Eau en Poitou-Charentes : RPDE

     

La pluviométrie

Source : Météo France

Comparaisons historiques

Les précipitations moyennes en région Poitou-Charentes, sont légèrement supérieures à la moyenne nationale.

La région est marquée par des années hydrologiques [1] très variables ces dernières années. On notera les bilans pluviométriques exceptionnels de 1999 et 2005, respectivement excédentaire et déficitaire. Sur les dix dernières années, il semble se dégager des cycles de 3-4 ans alternant situation déficitaire et situation excédentaire.

On observe une certaine homogénéité générale des bilans hydriques de la région (si une station montre un bilan excédentaire par rapport à la normale, les autres aussi dans la majorité des cas). Il y a cependant certaines disparités au niveau des écarts à la normale.

Pour la période d'avril à septembre 2016, le niveau de précipitations est inférieur aux normales sur le Poitou-Charentes. Le bilan hydrique est déficitaire pour les 4 grandes stations pluviométriques, en particulier pour celle de La Rochelle dont le rapport à la normale est de - 123 mm et pour Niort avec - 125 mm. Pour la station de Poitiers il est de - 57,7 mm et pour Cognac - 30,9 mm.

A noter qu'en octobre 2016, les cumuls de pluies du 1er au 31 sont également très inférieurs aux moyennes saisonnières en particulier pour Niort (9% de la normale saisonnière) et La Rochelle (6%). Ils correspondent à 30% de la normale saisonnière à Poitiers-Biard et 49% à Cognac.

Les précipitations pendant la période d'étiage

Les cumuls de pluies

A l'échelle du Poitou-Charentes, une situation très contrastée est observée d'avril à octobre 2016. Le mois d'avril présente un déficit global par rapport aux moyennes de saison (jusqu’à 40% sur le centre du territoire). En mai, les cumuls pluviométriques affichent des excédents allant de 20 à 80%. En juin, les cumuls affichent des valeurs proches de la normale, avec de légers excédents ou déficits.
Par la suite, de juillet à octobre, les précipitations sont rares et les cumuls sont largement déficitaires en particulier pour les mois de juillet et d'octobre qui affichent des records :
- le mois de juillet le plus sec en Poitou-Charentes depuis 1959,
- le mois d'octobre le plus sec en depuis 1985 et classé au 6ième rang des mois d'octobre les plus secs depuis 1958 en Poitou-Charentes.

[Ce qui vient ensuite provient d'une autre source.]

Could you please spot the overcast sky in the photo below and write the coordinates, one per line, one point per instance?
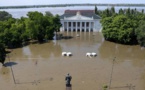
(45, 2)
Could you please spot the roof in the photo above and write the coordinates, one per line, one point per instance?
(87, 13)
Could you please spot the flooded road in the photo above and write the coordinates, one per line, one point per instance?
(42, 67)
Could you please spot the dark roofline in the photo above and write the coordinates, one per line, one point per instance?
(81, 11)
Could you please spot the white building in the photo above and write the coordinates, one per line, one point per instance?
(80, 20)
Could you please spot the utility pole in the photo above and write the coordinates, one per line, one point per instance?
(110, 81)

Cependant, au global, pour l'année hydrologique couvrant la période novembre 2015 - octobre 2016, les cumuls de pluie sont conformes à la normale ou déficitaires de 10% et jusqu'à 20% sur le littoral.

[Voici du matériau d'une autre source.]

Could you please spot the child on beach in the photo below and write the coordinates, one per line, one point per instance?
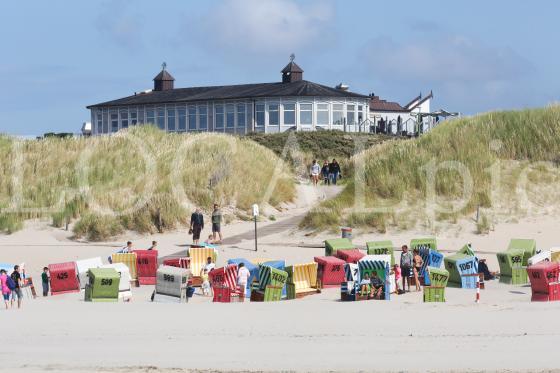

En effet, les excédents pluviométriques importants de janvier à mars, puis du mois de mai ont en partie comblé les déficits enregistrés les autres mois.

Les Pluies efficaces

Globalement les pluies n'ont pas été efficaces en Poitou-Charentes d’avril à octobre 2016 [2] en particulier en juin, juillet (les cumuls variaient entre -25 et -100 mm) et août en lien avec de très faibles précipitations couplées à des températures parfois élevées.
Pour les mois d'avril, mai, septembre et octobre, les pluies apparaissent moyennement efficaces variant entre -20 et 20 mm (jusqu'à 90 mm sur l'est de la Vienne en mai).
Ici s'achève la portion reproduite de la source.